Some have even chastised Harris when she has tried to shift attention away from her racial heritage. Writing in Newsweek, Oneka LaBennett, a professor at the University of Southern California, recalled the time last year when Harris was being pressed on her racial identity and she replied: ‘I describe myself as a proud American.’ LaBennett says ‘guarded answers like that won’t cut it’. Instead, if Harris wants to ‘meet the moment’, she will have to ‘openheartedly address what binds and divides African-Americans and Asian-Americans, while reflecting on her place within [these] two communities’.

So Harris can never simply be a proud American? Apparently she must always be an African-Asian-American, and she must talk publicly about this heritage, and analyse it, and promote it. Here we can see how the politics of identity grates against old ideals of collectivity and even citizenship. Immigrants to America and their descendants once aspired to become American, to be ‘proud Americans’, in fact. Now one such daughter of immigrants is being told off for referring to herself in such terms. In the past, it was racists who would have told people like Harris that she isn’t a real American; now it is the PC set who reprimand her for describing herself as an American and cajole her into discussing her apparently more real identity.

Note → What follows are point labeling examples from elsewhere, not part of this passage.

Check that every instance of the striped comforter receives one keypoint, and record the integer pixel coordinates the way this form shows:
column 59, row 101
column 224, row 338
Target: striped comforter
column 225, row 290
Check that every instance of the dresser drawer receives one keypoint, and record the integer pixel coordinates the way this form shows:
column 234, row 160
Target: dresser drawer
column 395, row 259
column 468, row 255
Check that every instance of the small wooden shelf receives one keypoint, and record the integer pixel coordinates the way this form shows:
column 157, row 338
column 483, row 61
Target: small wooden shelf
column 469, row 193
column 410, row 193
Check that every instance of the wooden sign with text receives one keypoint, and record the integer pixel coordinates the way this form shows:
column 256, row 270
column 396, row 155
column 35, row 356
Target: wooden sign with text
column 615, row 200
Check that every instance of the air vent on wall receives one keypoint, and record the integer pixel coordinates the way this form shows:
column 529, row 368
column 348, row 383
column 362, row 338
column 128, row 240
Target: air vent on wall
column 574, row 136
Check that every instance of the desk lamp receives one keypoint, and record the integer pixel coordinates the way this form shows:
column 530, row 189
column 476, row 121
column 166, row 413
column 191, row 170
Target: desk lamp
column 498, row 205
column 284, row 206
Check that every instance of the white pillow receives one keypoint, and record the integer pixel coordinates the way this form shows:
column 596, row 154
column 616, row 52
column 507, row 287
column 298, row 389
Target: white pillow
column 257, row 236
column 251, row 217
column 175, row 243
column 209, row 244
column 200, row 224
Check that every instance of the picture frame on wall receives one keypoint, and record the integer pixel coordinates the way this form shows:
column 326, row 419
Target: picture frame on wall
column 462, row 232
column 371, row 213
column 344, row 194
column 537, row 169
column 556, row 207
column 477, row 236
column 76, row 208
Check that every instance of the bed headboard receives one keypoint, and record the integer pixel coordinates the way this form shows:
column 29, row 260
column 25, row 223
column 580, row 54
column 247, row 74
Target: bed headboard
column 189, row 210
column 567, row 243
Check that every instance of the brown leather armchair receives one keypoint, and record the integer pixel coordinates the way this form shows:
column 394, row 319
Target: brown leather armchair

But of course, Harris is no innocent in all of this. She has embraced the politics of identity, in the same way that Hillary Clinton – having insisted in 2008 that she was not running as a woman – embraced the persona of grandmother, mother and woman when she entered the 2016 race. Indeed, Harris has slammed the critics of identity politics. ‘I have a problem, guys, with that phrase, “identity politics”’, she said at a Democratic meeting in New Orleans in 2018. ‘Because let’s be clear, when people say that, it’s a pejorative.’

But if the phrase ‘identity politics’ is used as a pejorative, that’s because it issomething we should disapprove of. This race- and gender-obsessed politics is bad for everyone. It’s bad for members of ethnic-minority groups, who come to be patronised and flattered and treated as tokens. It’s bad for democracy, which works best when politicians appeal to the electorate at large rather than to fragmented community groups in a PC version of the old pork-barrel politics. And it’s bad for social harmony and open debate in that it pits communities against each other (whites are privileged, blacks are victims) and it grants people the right to speak primarily on the basis of their heritage rather than the content of their minds. This is happening to Harris right now. She seems to have been picked, and is certainly being celebrated, because of her identity rather than her intellect or vision. 

Back in 2018, Harris said the phrase identity politics is ‘used to divide’. No, it’s identity politics itself that divides us. It is an anathema to social solidarity, national identity and freedom of speech. Deviate from it and you will be cancelled. Try to define yourself as an American or a citizen and you will be told off. Insist that you are colourblind on matters of race and you will be demonised. Identitarianism is pushing out everything else. It’s the only game in town. If the Democrats think it’s the game that will help them win back the voters they have lost, they are in for a shock.